We are looking brand new Data Analytics team for new customer.
In essence, client is leveraging the Azure PaaS platform with all kind of (business) data to build an advanced analytics platform aiming at delivering better insights and applications to the business.
The platforms are continuously being enhanced to support (additional) CI/CD and validated learning environment for science, machine learning and AI capabilities for all areas customer-facing like digital omni-channel interaction and commerce, commerce relevance, personalisation, loyalty and marketing and non-customer-facing like assortment optimization, supply chain optimization, external parties and IoT.
We will be working on end to end functionality including architecture, data preparation, processing and consumption by systems.
The data modeler designs, implements, and documents data architecture and data modeling solutions, which include the use of relational, dimensional, and NoSQL databases. These solutions support enterprise information management, business intelligence, machine learning, data science, and other business interests.

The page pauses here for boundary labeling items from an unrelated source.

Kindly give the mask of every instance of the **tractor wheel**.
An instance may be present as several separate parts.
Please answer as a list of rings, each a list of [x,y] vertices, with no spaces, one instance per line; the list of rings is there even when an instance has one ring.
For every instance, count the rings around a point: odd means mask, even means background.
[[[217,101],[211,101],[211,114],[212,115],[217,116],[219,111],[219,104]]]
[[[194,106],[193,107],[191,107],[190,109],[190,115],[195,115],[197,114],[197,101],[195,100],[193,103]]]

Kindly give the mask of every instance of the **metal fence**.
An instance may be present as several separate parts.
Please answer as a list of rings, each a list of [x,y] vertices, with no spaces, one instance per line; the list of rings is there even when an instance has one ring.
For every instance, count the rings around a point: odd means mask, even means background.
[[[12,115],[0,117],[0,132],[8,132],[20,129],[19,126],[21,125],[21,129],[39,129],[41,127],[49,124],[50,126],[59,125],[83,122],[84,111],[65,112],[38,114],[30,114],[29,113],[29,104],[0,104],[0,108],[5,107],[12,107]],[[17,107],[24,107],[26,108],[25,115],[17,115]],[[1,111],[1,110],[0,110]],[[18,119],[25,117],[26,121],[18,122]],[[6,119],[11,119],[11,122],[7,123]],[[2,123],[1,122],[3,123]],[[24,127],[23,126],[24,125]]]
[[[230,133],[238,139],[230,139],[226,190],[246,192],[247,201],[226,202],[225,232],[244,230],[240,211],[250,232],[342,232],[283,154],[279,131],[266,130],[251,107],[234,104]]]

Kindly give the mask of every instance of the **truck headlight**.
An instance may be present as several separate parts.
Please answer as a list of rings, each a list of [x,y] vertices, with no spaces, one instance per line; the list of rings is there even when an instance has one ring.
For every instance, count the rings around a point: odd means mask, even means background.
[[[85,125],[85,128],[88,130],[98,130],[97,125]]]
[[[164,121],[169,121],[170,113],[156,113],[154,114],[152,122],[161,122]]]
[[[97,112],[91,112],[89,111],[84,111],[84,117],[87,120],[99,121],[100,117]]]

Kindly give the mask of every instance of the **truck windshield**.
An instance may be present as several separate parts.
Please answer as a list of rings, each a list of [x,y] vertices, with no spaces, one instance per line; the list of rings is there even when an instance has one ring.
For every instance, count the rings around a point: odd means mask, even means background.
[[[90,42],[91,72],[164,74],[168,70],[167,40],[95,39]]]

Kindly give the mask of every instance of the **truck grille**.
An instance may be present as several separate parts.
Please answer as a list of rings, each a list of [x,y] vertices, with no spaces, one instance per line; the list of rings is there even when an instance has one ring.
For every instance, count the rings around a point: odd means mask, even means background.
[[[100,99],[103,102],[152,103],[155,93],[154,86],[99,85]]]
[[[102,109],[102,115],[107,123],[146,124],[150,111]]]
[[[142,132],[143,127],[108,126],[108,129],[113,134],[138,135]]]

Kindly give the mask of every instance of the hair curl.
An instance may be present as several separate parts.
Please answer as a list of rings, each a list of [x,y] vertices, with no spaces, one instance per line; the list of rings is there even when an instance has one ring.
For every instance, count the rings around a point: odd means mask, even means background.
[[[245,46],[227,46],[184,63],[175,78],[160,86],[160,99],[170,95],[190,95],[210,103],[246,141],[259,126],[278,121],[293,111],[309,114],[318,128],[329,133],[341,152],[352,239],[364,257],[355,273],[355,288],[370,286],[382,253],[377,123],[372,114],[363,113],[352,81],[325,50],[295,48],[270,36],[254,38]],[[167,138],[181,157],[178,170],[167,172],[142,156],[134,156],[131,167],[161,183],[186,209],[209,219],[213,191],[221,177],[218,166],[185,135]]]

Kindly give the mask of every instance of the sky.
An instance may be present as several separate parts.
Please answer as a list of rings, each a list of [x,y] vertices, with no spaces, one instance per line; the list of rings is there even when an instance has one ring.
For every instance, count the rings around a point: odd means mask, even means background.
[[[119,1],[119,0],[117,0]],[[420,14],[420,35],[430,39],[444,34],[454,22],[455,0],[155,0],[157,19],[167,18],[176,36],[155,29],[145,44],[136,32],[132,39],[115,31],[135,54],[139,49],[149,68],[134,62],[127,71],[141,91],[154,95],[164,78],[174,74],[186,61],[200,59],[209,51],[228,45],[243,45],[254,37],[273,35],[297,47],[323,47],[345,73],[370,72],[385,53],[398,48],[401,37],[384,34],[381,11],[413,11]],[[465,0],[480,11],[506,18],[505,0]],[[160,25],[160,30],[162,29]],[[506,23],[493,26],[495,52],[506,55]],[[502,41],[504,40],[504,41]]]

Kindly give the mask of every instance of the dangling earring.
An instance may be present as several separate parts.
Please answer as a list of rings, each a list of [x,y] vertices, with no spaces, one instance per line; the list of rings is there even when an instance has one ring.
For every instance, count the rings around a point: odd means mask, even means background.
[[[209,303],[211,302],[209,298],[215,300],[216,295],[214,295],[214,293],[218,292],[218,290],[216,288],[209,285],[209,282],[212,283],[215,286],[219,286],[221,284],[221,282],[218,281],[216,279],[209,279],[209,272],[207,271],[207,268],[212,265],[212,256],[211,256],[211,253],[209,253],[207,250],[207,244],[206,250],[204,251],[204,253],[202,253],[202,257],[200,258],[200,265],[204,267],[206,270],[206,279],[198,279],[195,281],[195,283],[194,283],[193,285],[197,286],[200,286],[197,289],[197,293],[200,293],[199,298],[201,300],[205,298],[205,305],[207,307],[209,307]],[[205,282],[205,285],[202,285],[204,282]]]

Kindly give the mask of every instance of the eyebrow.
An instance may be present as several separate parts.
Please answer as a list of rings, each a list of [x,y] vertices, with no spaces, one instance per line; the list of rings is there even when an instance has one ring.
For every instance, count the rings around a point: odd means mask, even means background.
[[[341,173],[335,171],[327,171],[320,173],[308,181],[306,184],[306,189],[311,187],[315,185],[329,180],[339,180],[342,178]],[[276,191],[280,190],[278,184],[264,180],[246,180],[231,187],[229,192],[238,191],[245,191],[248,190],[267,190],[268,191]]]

The successful candidate will:
- Be responsible for the development of the conceptual, logical, and physical data models, the implementation of RDBMS, operational data store (ODS), data marts, and data lakes on target platforms (SQL/NoSQL).
- Oversee and govern the expansion of existing data architecture and the optimization of data query performance via best practices. The candidate must be able to work independently and collaboratively.
- Implement business and IT data requirements through new data strategies and designs across all data platforms (relational, dimensional, and NoSQL) and data tools (reporting, visualization, analytics, and machine learning).
- Work with business and application/solution teams to implement data strategies, build data flows, and develop conceptual/logical/physical data models
- Define and govern data modeling and design standards, tools, best practices, and related development for enterprise data models.
- Identify the architecture, infrastructure, and interfaces to data sources, tools supporting automated data loads, security concerns, analytic models, and data visualization.
- Work proactively and independently to address project requirements and articulate issues/challenges to reduce project delivery risks.
- Work closely with Data Architect, Functional Analyst and Business Analyst to understand and translate business needs into data models supporting long-term solutions.
- Work with the Data Engineering team to implement data strategies, build data flows and develop conceptual data models.
- Create logical and physical data models using best practices to ensure high data quality and reduced redundancy.
- Maintain conceptual, logical and physical data models along with corresponding metadata.
- Develop best practices for standard naming conventions and coding practices to ensure consistency of data models.
- Evaluate data models and physical databases for variances and discrepancies.
- Validate business data objects for accuracy and completeness.
- Analyze data-related system integration challenges and propose appropriate solutions.
- Develop data models according to company standards.
- Review modifications to existing software to improve efficiency and performance.
- Examine new application design and recommend corrections if required.
- Bachelors or masters degree in computer/data science technical or related experience.
- 5+ years of hands-on relational, dimensional, and/or analytic experience (using RDBMS, dimensional, NoSQL data platform technologies, and ETL and data ingestion protocols) on physical and conceptual data models.
- Experience with data modeling tools (at least one is a must):
o Erwin Data Modeler
o SAP Power Designer
o Sparx Enterprise Architect
- Designed/modeled enterprise data platforms (HR, admin, financial, procurement, logistics, supply chain, physical inventory, enterprise asset management etc.)
- Proven track with the implementation of common data model (preferably retail models)
- Experience working with UML
- Experience with data warehouse, data lake, and enterprise big data platforms in multi-data-center contexts required.
- Good knowledge of metadata management, data modeling, and related tools (Erwin or ER Studio or others) required.
- Advanced troubleshooting skills.
- Experience in team management, communication, and presentation.